Learn how you can add fire drills to your software development lifecycle to increase your production resilience and better understand how your systems handle failure.

What is a fire drill?

There are many names for similar processes, “fire drills”, “game days”, “chaos testing”. In this post I’ll mainly be speaking about what has worked well for my teams, but this is a process that has a lot of room for interpretation and can easily be adjusted to fit your team’s needs. It’s the principles that matter.

At a high-level, a fire drill is a process for executing a set of failure scenarios against your application/system and confirming that what you expect to happen actually happens. It’s deceiving in it’s simplicity, but an incredibly powerful tool for building resilient systems.

Why? What problem do fire drills solve?

Fire drills force you to question your assumptions. What happens if your database connection is unavailable? What error codes will your application return? Do your PagerDuty alarms fire? Have you documented how to handle that alarm? Does a failure in component A affect component B?

How to prepare for a fire drill

Identifying dependencies

Walk through your application/system and identify any dependencies you have. Do you make calls to another API (even one you own)? Do you connect to a database? Do you consume or publish to any queues? This is a good time to document all of these things with some simple architectural diagrams if you haven’t already.

Alert/Alarm inventory

List out every alert/alarm that you have for this application/system (you do have alarms, right?). Gather links to all of your metrics/dashboards. Find (or create) a runbook to track all of your alerts and what should be done if they fire.

Prepare your scenarios

Now that you have listed out all of your dependencies and alerts, you can start thinking about the scenarios that you want to test during the fire drill. A good starting point is to have a scenario for each dependency failing, and one that exercises each alarm.

Some example scenarios:

Flesh each of these out as much as you can. You’re going to have to make a trade-off of completeness vs time investment. Ideally you would cover multiple cases for each dependencies, since your system might handle a total outage more gracefully than degraded performance or higher latencies. Make a judgement call here on how deep you want to go.

Prepare execution steps

For each scenario, you need to think through and document how you will inject that failure into your system (and un-inject it!). Write down the specific steps so that anyone on your team would be able to recreate that failure.

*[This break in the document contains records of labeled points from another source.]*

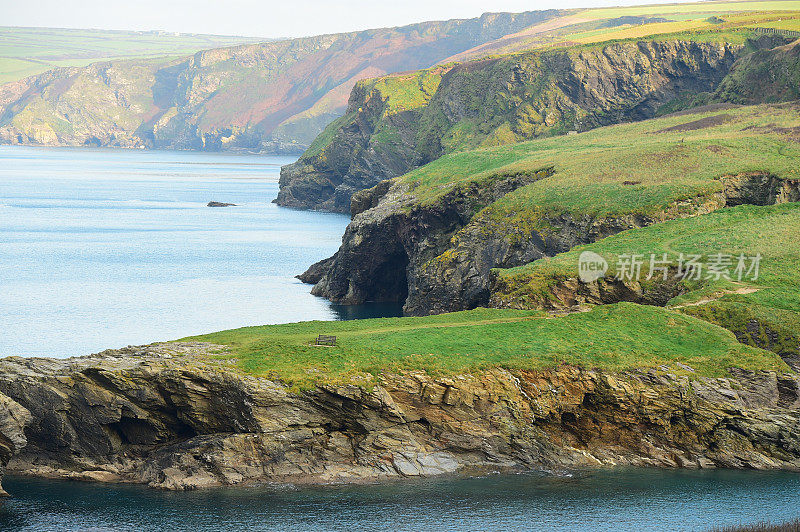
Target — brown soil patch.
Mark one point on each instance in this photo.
(709, 121)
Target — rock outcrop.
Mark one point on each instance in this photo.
(13, 420)
(273, 97)
(164, 416)
(385, 133)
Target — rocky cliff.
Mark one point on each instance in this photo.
(430, 239)
(13, 420)
(166, 416)
(386, 131)
(275, 96)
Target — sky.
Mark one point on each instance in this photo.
(262, 18)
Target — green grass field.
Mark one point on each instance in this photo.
(593, 170)
(616, 337)
(28, 51)
(773, 299)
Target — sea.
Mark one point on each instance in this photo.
(107, 248)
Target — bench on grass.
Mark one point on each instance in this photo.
(323, 339)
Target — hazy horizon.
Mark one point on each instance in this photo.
(265, 19)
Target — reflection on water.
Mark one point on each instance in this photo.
(629, 499)
(105, 248)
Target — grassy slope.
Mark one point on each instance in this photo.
(616, 337)
(608, 24)
(773, 232)
(590, 172)
(511, 117)
(592, 168)
(28, 51)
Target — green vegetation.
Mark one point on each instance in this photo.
(28, 51)
(639, 168)
(770, 304)
(615, 337)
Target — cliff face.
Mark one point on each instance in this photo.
(386, 133)
(274, 96)
(771, 75)
(160, 415)
(13, 420)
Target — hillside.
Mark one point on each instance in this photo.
(399, 123)
(274, 96)
(430, 238)
(29, 51)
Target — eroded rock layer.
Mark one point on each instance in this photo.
(162, 416)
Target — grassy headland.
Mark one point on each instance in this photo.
(616, 337)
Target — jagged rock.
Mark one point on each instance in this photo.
(13, 420)
(514, 98)
(185, 423)
(269, 97)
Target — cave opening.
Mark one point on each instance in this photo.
(390, 279)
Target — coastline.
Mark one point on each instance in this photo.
(171, 416)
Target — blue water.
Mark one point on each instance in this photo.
(627, 500)
(105, 248)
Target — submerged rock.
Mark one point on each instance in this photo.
(165, 417)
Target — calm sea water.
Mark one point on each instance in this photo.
(628, 500)
(102, 248)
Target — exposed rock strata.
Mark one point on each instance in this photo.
(274, 96)
(13, 420)
(437, 257)
(498, 101)
(179, 423)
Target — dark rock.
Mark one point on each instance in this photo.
(525, 95)
(13, 420)
(171, 418)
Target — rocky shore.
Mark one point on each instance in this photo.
(170, 417)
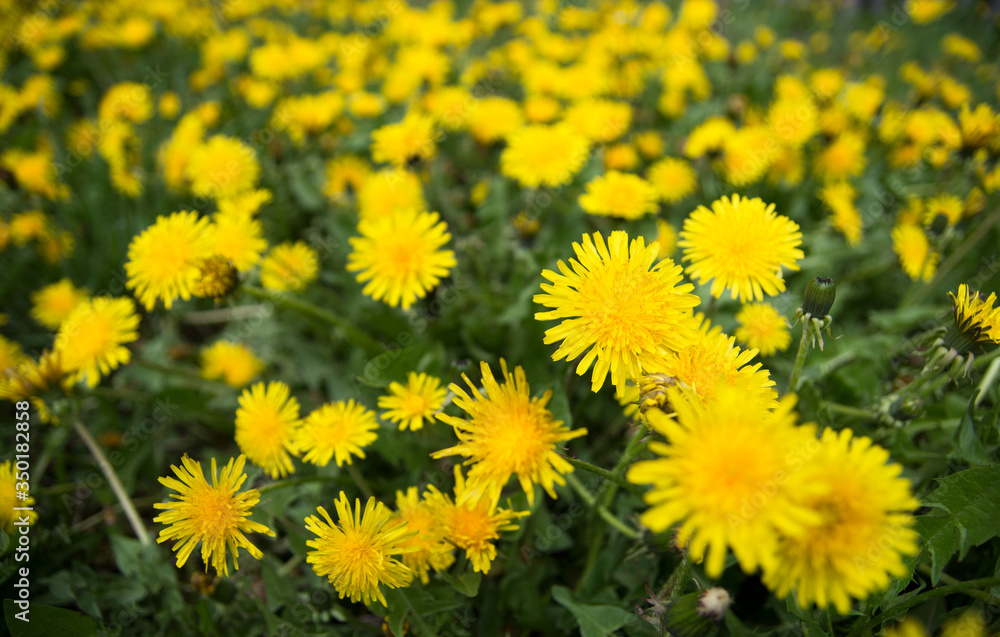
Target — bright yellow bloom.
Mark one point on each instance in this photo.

This can be hard, you might have to get creative to cover all of your scenarios. For some of the simpler ones you can do things to you application config to simulate the failure (swap out endpoints, use the wrong credentials, wrong ports, etc). Depending on your tech stack, there may be tools that you can use to inject some of the more tricky failures like network congestion or random packet loss (ex. tylertreat/comcast). We’ll walk through some specific example scenarios a little further down.

An aside: Dev/Staging vs Production

Ideally, you would run your fire drill scenarios in a production environment. This will give you the most accurate results and the best chance of finding issues that my only pop up in production. For example, staging environments often have less resources allocated to them, less traffic flowing through them, and less alerting or SLO tracking. You should evaluate your own situation, maybe your team has perfect parity between production and pre-production environments (kudos if so). But, more likely than not, there are differences that could bury issues that even a fire drill will not expose.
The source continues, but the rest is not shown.